Religiöses Fasten IIIb: Christentum

Von Wendepunkte

Gastbeitragsreihe von Daniela Liebscher

Christliche Fasten Folge 2 Fasten der östlich-orthodoxen Kirchen

In den östlich-orthodoxen Kirchen gibt es im Jahr vier längere und einige kürzere Fastenzeiten sowie wöchentliche Fastentage. Ingesamt beträgt die Anzahl der empfohlenen Fastentage pro Jahr 180 bis 200, anderen Quellen entsprechend 110 bis 220.

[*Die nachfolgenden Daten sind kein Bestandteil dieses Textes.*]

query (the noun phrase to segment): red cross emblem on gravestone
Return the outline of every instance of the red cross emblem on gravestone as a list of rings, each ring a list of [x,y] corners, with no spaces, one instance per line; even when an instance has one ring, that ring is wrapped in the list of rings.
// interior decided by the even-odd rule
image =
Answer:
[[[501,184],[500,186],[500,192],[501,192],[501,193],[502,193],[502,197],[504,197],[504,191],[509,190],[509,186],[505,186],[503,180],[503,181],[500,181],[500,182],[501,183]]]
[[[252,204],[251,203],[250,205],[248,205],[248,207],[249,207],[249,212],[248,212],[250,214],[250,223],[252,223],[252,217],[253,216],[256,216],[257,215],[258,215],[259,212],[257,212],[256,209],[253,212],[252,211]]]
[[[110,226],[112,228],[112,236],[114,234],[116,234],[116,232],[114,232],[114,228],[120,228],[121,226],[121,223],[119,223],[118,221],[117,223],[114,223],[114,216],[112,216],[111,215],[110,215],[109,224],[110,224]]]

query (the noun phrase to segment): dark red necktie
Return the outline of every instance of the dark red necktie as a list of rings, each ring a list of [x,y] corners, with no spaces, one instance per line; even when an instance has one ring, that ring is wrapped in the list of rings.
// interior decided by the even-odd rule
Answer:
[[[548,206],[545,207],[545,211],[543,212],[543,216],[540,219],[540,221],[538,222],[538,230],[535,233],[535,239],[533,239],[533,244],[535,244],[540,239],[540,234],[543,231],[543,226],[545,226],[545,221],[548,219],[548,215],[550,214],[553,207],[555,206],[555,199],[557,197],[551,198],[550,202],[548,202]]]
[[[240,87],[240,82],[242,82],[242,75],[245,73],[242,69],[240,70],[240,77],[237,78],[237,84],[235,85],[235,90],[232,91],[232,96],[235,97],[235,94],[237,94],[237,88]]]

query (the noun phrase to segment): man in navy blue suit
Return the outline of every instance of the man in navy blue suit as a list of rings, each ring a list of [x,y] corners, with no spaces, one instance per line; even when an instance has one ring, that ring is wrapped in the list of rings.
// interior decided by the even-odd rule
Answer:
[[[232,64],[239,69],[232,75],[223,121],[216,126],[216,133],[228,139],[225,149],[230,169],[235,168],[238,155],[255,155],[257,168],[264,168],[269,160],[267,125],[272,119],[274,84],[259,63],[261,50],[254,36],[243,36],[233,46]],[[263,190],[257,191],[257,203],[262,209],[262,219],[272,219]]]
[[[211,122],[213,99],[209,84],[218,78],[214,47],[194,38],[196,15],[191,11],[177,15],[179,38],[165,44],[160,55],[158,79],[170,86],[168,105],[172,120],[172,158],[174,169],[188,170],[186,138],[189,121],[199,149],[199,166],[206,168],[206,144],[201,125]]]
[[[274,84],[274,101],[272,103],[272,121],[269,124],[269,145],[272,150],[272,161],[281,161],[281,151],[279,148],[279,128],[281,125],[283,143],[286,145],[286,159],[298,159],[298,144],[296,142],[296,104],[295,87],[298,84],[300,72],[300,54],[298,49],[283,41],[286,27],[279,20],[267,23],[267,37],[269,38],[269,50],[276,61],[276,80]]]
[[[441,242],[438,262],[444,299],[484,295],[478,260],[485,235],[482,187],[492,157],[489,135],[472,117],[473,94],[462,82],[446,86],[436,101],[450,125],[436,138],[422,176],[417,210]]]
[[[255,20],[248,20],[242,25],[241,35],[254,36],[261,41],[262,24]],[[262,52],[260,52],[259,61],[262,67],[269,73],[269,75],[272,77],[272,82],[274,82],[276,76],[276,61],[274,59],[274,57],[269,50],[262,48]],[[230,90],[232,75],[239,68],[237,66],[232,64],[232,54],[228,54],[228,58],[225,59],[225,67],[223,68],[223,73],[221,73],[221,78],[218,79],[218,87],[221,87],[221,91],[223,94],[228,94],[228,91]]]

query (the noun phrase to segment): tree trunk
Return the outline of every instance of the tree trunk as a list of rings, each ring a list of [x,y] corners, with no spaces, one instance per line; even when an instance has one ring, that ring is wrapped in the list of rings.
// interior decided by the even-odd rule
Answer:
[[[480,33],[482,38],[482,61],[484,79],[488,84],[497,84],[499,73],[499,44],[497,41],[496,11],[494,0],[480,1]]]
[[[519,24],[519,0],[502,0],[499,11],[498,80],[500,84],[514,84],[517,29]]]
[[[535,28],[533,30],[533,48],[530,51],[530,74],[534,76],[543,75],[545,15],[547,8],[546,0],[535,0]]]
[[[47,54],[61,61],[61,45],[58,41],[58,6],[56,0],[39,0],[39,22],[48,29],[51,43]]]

In diesem Text soll vor allem auf die griechisch-orthodoxe Fastentradition eingegangen werden. Die längste der Fastenzeiten ist die „Σαρακοστή“ (Tessarakoste), die zusammen mit dem Fasten der Karwoche eine fünfzigtägige Fastenzeit vor dem Osterfest darstellt. Das Fasten vor Ostern erstreckt sich somit insgesamt über acht Wochen, wobei an den Wochenenden nicht so streng wie unter der Woche gefastet wird. Die insgesamt vierzigtägige vorweihnachtliche Fastenzeit findet vom 15. November bis zum 25. Dezember statt und die vierzehntägige Fastenzeit im August wird zur Vorbereitung auf Mariä Himmelfahrt begangen. Fastentage unter der Woche sind üblicherweise der Mittwoch und Freitag, wobei es hierbei einige Ausnahmen gibt: für einige Namenstage von Heiligen sowie bestimmte kirchliche Feiertage wird das Fasten entweder gelockert oder ganz aufgehoben. Außer diesen gibt es noch drei einzelne Fastentage im Jahr, welche zur Feier der Theophanie (5. Januar), zur Hinrichtung Johannes des Täufers (29. August) und zur Erhebung des Heiligen Kreuzes (14. September) begangen werden. Eine besondere Art des Fastens, welche nur in Klöstern auf dem Berg Athos eingehalten wird, ist ein dreitägiges, durchgängiges Hunger- und Durstfasten, welches die Zeit des Osterfastens einleitet.

(Bildquelle)

Beim griechisch-orthodoxen Fasten wird meist auf tierische Produkte wie Fleisch, Milchprodukte, Eier und tierische Fette sowie auf alkoholische Getränke verzichtet. Eine Ausnahme sind Meeresfrüchte und Krustentiere, Weichtiere und Fischeier die in fast allen Fastenzeiten erlaubt sind. Fisch und pflanzliche Öle sind auch in manchen Fastenzeiten erlaubt. Durchgehend erlaubt ist damit eine Ernährung welche aus Brot, Hülsenfrüchten, Nüssen, Gemüse und Obst besteht welche mit den jeweils erlaubten weiteren Speisen ergänzt wird. Die Fastengebote stellen weitestgehend eher eine Empfehlung als eine strenge Verpflichtung dar.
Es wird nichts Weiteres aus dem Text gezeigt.